A further modification of this invention is shown in FIG. 4 wherein there is provision for measuring the tension variations which are produced by the eyelet which in the yarn path immediately precedes the first needle. In the arrangement of FIG. 4 the yarn source bears numeral 28 and the yarn passes from this source over a sheave 29 which may be either an idler or a Lawson-Hemphill Universal Compensating Tension Device. The Lawson-Hemphill device imposes a controllable drag on the yarn through a spring drum clutch. From the sheave 29 the yarn passes over a sheave 30 and then through a stationary guide 31 to the first needle 11 of the knitting machine. Needles 11 engage a stitch cam and cooperating measuring device in the same manner as shown in FIG. 1. The sheave 30 is connected to a Statham transducing cell 32 similar in structure and function to the cell 27, and the eyelet 31 is also connected to a transducing cell 33 of the same type. By the arrangement of FIG. 4 one is able to determine the precise effect of drags imposed by the eyelet 31 and, of course, differences in yarn such for example as might result from lack of uniformity in the application of the yarn lubricant.

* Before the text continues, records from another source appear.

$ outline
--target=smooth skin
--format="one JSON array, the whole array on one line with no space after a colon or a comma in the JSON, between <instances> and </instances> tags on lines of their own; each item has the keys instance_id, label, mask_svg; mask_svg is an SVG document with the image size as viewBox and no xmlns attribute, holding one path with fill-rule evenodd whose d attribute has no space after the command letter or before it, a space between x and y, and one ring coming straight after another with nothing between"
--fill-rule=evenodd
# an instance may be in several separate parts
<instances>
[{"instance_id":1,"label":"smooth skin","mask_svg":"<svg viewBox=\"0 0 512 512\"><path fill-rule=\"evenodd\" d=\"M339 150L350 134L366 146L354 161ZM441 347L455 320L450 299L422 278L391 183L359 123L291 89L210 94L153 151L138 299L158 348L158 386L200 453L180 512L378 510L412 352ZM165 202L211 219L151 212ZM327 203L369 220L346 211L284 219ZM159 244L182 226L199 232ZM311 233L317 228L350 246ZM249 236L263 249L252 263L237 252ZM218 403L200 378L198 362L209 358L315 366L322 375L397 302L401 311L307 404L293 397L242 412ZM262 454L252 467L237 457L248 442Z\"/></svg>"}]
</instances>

Some interesting results achieved by the use of this invention are depicted in FIG. 5. In the figure, the abscissa represents various types and applications of finish whereas the ordinate represents load on the stitch cam as measured by the equipment of the present invention. By the use of this apparatus it has been possible to measure the efficacy of certain types of yarn lubricants; and if one will compare the solid line of the graph with the broken line, it can be seen that yarns of different types refinished with one of the lubricants are very uniform in their behavior in the knitting machine whereas different lubricants produced very different loads on the stitch cam. The results were found to correlate when the same yarns were used in knitting.